Resveratrol attenuates inflammation and oxidative stress induced by myocardial ischemia-reperfusion injury: role of Nrf2/ARE pathway

Abstract

The protective role of resveratrol in myocardial ischemia/reperfusion is not well understood. The aim of this study was to investigate whether resveratrol modulates inflammation and oxidative stress and the possible role of nuclear factor erythroid 2-related factor 2 (Nrf2)/antioxidant response element (ARE) pathway in an ischemia/reperfusion injured rat heart model. Rats were randomly exposed to sham operation, myocardial ischemia/reperfusion (MI/R) alone, and MI/R + resveratrol. The results demonstrated that compared to MI/R, resveratrol improved cardiac function, reduced myocardial infarction area, myocardial myeloperoxidase (MPO) levels, serum creatinine kinase (CK) and lactate dehydrogenase (LDH) levels. Resveratrol also markedly enhanced the activities of antioxidant enzymes superoxide dismutase (SOD) and glutathione peroxidase (GSH-PX), and reduced the level of malondialdehyde (MDA) in MI/R rats. Resveratrol also enhanced levels of Nrf2 and heme oxygenase-1. In summary, these results demonstrated that resveratrol exerted significant antioxidant and cardioprotective effects following myocardial ischemia, possibly through the activation of the Nrf2/ARE signaling pathway.

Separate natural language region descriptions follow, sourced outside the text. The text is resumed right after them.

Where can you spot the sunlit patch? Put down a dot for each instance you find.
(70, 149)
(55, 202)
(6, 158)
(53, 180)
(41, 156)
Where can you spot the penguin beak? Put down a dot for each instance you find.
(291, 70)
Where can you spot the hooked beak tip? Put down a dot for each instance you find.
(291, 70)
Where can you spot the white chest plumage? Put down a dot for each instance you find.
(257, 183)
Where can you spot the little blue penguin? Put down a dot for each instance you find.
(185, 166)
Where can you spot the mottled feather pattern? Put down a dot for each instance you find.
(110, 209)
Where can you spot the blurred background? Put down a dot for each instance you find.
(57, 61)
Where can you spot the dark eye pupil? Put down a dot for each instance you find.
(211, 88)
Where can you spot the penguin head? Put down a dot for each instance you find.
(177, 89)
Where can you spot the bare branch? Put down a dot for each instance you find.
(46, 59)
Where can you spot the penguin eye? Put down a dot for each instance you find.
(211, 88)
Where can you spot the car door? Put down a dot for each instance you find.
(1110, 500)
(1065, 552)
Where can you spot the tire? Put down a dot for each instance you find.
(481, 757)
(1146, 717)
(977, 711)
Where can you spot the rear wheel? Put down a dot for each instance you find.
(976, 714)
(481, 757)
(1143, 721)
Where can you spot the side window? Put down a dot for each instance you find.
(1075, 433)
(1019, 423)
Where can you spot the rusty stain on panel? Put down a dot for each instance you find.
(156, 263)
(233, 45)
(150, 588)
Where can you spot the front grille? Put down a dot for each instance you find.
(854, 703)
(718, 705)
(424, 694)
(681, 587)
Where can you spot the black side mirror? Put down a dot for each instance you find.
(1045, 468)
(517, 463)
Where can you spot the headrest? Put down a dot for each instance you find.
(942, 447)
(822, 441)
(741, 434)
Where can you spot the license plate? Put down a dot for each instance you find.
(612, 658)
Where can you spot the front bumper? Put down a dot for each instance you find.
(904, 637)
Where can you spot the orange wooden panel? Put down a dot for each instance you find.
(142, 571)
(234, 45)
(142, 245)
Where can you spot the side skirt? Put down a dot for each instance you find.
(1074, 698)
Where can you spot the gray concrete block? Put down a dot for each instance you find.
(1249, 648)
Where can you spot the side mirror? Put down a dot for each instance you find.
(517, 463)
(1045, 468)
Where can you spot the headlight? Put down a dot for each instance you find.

Keywords: HO-1; MDA; Nrf-2; Resveratrol; SOD; myocardial ischemia/reperfusion injury.

Figures

Figure 1

Effect of resveratrol on cardiac function. A. The effect of resveratrol on LVEDP. B. The effect of resveratrol on LVEF. C. The effect of resveratrol on +dp/dx max. D. The effect of resveratrol on -dp/dx max. LVEF, left ventricle ejection fraction; LVEDP, left ventricle end-diastolic pressure. Data were expressed as mean ± SD (n = 10 in each group). *P < 0.05 versus the sham group, #P < 0.05 versus MI/R group.

Figure 2

Effect of resveratrol on the myocardial infarction area induced by MI/R. Data were expressed as mean ± SD (n = 10 in each group). *P < 0.05 versus the sham group, #P < 0.05 versus MI/R group.

Figure 3

The comparison of CK activity in each group. The CK activity in the sham group was relatively lower, while the CK activity in MI/R group was significantly increased, which was inhibited by resveratrol. Data were expressed as mean ± SD (n = 10 in each group). *P < 0.05 versus the sham group, #P < 0.05 versus MI/R group.

Figure 4

The comparison of LDH activity in each group. The LDH activity in the sham group was relatively lower, while the LDH activity in MI/R group was significantly increased, which was inhibited by resveratrol. Data were expressed as mean ± SD (n = 10 in each group). *P < 0.05 versus the sham group, #P < 0.05 versus MI/R group.

Figure 5

The comparison of MPO activity in each group. The MPO activity in the sham group was relatively lower, while the MPO activity in MI/R group was significantly increased, which was blocked by resveratrol. Data were expressed as mean ± SD (n = 10 in each group). *P < 0.05 versus the sham group, #P < 0.05 versus MI/R group.

Figure 6

Resveratrol ameliorates oxidative stress after myocardial ischemia/reperfusion injury. Resveratrol significantly decreased (A) the content of malondialdehyde (MDA) and (B) enhanced superoxide dismutase (SOD); and (C) glutathione peroxidase (GSH-PX) activities in ischemia reperfusion rats’ heart. Data were expressed as mean ± SD (n = 10 in each group). *P < 0.05 versus the sham group, #P < 0.05 versus MI/R group.

Figure 7

Western blot analysis for Nrf2 and HO-1 expression. A, B. Representative photographs of the Western blot show Nrf2 and HO-1 protein levels in sham, MI/R and MI/R + Res respectively. C, D. The graphs show that Nrf2 and HO-1, and protein levels were increased after MI/R and more significantly induced by treatment with resveratrol. Data were expressed as mean ± SD (n = 10 in each group). *P < 0.05 versus the sham group, #P < 0.05 versus MI/R group.